Diana WymanJuly 19, 2021 AATCC Blog

Cultural Heritage Practices of Recycling

By Ritu Jadwani at University of Copenhagen, Denmark

Ritu Jadwani, former professor of Fashion & Sustainability at the University of Delaware in United States, presented at the Old Textiles, New Possibilities conference held by the Centre for Textile Research at the University of Copenhagen in Denmark in June of 2021. Jadwani’s talk focused on “Cultural Heritage Practices of Recycling In India” where she highlighted the craft clusters that recycle fabrics to re-create a unique product.

Recycling practices are very popular in the villages of Kutch in Gujarat to make one-of-a-kind quilts; in Kolkatta, West Bengal to create beautifully hand embroidered Kantha scarves; and in northern India to handcraft colorful rugs from fabric scraps.

Sustainability is the backbone of cultural recycling practices in India in the textile and apparel industry. Skilled female and male artisans handcraft quilts, scarves, rugs, accessories, fabric beads, and saris through hand sewing and embroidery using various techniques. Jadwani has been working with the skilled artisans in Gujarat during the last 13 years to create products from traditional textiles and fabric scraps and generate employment opportunities for artisans to sustain the crafts and textiles of the region. Her initiative is called Namaste NYC.

Jadwani’s talk was attended by about 150 people who were from Denmark, Latvia, Switzerland, United Kingdom, Italy, India, and various other countries. The talk was held virtually through Zoom (considering the Covid-19 pandemic) as part of the Reuse, Repair, and Redesign section of the conference on day 2.

During the discussion, there were some questions by the participants as below:

  • Do you know how the women involved in these traditional crafts feel about these textile traditions being adopted and adapted into modern fashion?
    It’s nice to see the change and they appreciate new ideas. We often collaborate to create and design new ideas.
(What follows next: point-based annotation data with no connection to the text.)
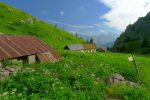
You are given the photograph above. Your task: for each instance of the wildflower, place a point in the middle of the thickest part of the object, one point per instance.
(5, 93)
(62, 88)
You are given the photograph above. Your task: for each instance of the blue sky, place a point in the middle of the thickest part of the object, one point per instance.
(89, 17)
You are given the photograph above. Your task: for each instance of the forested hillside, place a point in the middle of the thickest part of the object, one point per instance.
(135, 38)
(14, 21)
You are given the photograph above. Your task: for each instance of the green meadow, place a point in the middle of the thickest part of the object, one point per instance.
(78, 76)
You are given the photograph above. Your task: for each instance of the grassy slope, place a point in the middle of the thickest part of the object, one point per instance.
(10, 19)
(74, 78)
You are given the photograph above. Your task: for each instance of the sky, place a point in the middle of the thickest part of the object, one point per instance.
(87, 17)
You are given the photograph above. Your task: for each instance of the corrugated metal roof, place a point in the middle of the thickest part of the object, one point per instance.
(89, 46)
(13, 46)
(75, 47)
(47, 57)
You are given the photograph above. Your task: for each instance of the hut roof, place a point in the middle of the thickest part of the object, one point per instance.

They are happy that their crafts can help sustain their families through modernization.
  • Has there been a mix and match of different popular and eminent embroideries of the country in a single fabric?

Yes, mixing is very popular now. Due to migration of artisans and awareness among people, designers and even artisans are mixing embroideries and crafts. So, now there is a mirror work with patch work tunic; and bandhani and batik are combined to create a unique sari. The artisan community believes in supporting each other, collaboration and sustenance—so they understood the art of combining crafts before the designers did!

  • Is there any dominant embroidery/technique that is appreciated and is the highest in demand globally?
    In my experience, I have seen the kantha and kutchi embroidery popular globally. The style and colors have evolved, but the technique is still the same. Many designers work with artisans in Kutch and Kolkata to create these unique pieces for the global and local markets.
  • Since weaving has mostly centered on women of low-income groups, how have their economic conditions improved or is it still struggling?
    Due to the Covid-19 pandemic, they are struggling, so we designers are creating a circle to supporting them by buying their fabrics. The conditions have improved since the global market has started appreciating ethnic heritage handwoven textiles. So, the weavers and artisans have many exports and international orders. Weavers who are not digitally-connected with the global world are still struggling to make ends meet. Thus, technology has played a large role in helping the artisans to capture a global market.


Neckpiece handcrafted from recycled fabric patches and adorned with tassels.

Patch work cushion made from fabric scraps, intricately patched to create a unique color scheme.

Model wearing leheriya tie dye scarf with tassels made from fabric scraps.

Model wearing a necklace made from fabric beads created from recycled fabrics.

Ritu Jadwani, designer and former professor at University of Delaware in United States of America.

Model wearing one of a kind patched jacket crafted from fabric scraps.

Ritu is currently based in Ahmedabad and continues to work with artisans through her initiative Namaste NYC.